After searching daily for two weeks, Peter and Elona Lathrop found the leather pouch containing an acrylic medallion Sunday morning at Sunset Park. Prior clues had focused the couple on Minden/Gardnerville, where "fortunes made in old sheep camps," then to a place where "three that intersect lead to scenic lands." Old County Road, Highway 395 and Church Street come together at Sunset Park. The park is also across the street from a clock, where "times were the best."
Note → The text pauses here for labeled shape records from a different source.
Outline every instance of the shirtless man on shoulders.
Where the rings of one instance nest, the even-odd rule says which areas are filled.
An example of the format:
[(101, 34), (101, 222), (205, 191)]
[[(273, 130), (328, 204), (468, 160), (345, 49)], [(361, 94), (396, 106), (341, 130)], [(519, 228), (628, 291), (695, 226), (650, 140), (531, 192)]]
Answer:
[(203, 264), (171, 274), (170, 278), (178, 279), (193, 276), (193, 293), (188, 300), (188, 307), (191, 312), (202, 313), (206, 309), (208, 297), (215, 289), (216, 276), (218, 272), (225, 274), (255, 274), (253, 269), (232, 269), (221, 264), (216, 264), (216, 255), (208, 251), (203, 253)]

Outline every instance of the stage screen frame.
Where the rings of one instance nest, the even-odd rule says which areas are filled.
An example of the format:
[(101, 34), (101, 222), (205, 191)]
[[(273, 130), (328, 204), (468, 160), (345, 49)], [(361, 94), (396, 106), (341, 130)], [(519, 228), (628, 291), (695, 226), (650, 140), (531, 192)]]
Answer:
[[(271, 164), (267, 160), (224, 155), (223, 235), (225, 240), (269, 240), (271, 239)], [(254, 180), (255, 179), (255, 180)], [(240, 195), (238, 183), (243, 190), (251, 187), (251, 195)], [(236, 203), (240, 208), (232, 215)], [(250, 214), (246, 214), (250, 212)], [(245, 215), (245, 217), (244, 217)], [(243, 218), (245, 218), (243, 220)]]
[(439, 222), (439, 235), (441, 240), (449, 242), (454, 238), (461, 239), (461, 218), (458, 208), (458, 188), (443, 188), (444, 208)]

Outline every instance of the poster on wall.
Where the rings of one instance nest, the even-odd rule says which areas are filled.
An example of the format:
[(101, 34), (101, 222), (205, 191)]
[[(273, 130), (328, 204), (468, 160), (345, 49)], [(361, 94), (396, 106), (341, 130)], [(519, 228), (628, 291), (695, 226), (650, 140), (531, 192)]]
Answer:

"I was standing there at the bench, deciding where it could be, and I knew it wouldn't be in a rose bush," said Elona Lathrop, 43. "There was a parting in the grass that looked a little off to me. So when I went to look, I saw something brown in there. Then I asked Peter to reach down and pick it up."
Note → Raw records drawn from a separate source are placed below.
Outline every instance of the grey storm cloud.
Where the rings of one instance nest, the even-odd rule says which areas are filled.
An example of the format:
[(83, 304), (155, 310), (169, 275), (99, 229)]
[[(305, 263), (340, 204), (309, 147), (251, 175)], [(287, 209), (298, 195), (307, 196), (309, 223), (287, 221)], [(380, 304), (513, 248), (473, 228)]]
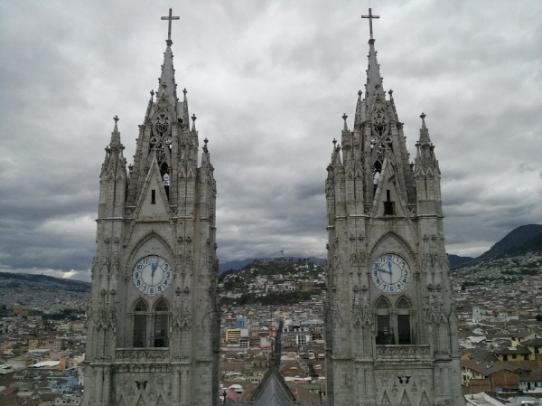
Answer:
[[(426, 123), (447, 250), (479, 255), (542, 218), (542, 3), (373, 2), (384, 87), (411, 159)], [(132, 160), (167, 2), (0, 3), (0, 270), (89, 279), (118, 115)], [(173, 5), (173, 63), (218, 183), (221, 261), (326, 255), (332, 140), (364, 91), (359, 2)]]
Peter Lathrop, a biology and botany/zoology teacher at Carson High School, pulled the leather pouch out of the tall grass, the culmination of a search through many park bushes in Douglas County.

"It's really embarrassing sticking your hand in bushes while you're walking around," he said Monday. "We didn't tell anyone because we wanted them to keep looking."

The last time his wife stuck her hand in a bush, while searching at the Clock Park in Minden, she was stung by a bee.

It was worth it: The couple won $1,000 from Nevada Day Inc. Elona Lathrop said they'll spend it on a weekend vacation.

"We already planned on going away for the weekend, so maybe we'll enjoy ourselves a little bit more," she said.

Jesse Olson, chairman of the Nevada Day Treasure Hunt Committee, said the committee writes the clues after it explores and learns the history of the selected location. The medallion has been hidden in Genoa, Silver City, Rancho San Rafael Park and the Nevada State Museum. Olson said the week leading up to Nevada Day is when the committee hopes the treasure will be found.

"We hope everybody enjoyed it this year, and we look forward to doing it next year," he said.

The hunt is co-sponsored by the Nevada Appeal, which printed clues to the treasure's location, and by Sierra Nevada Electric.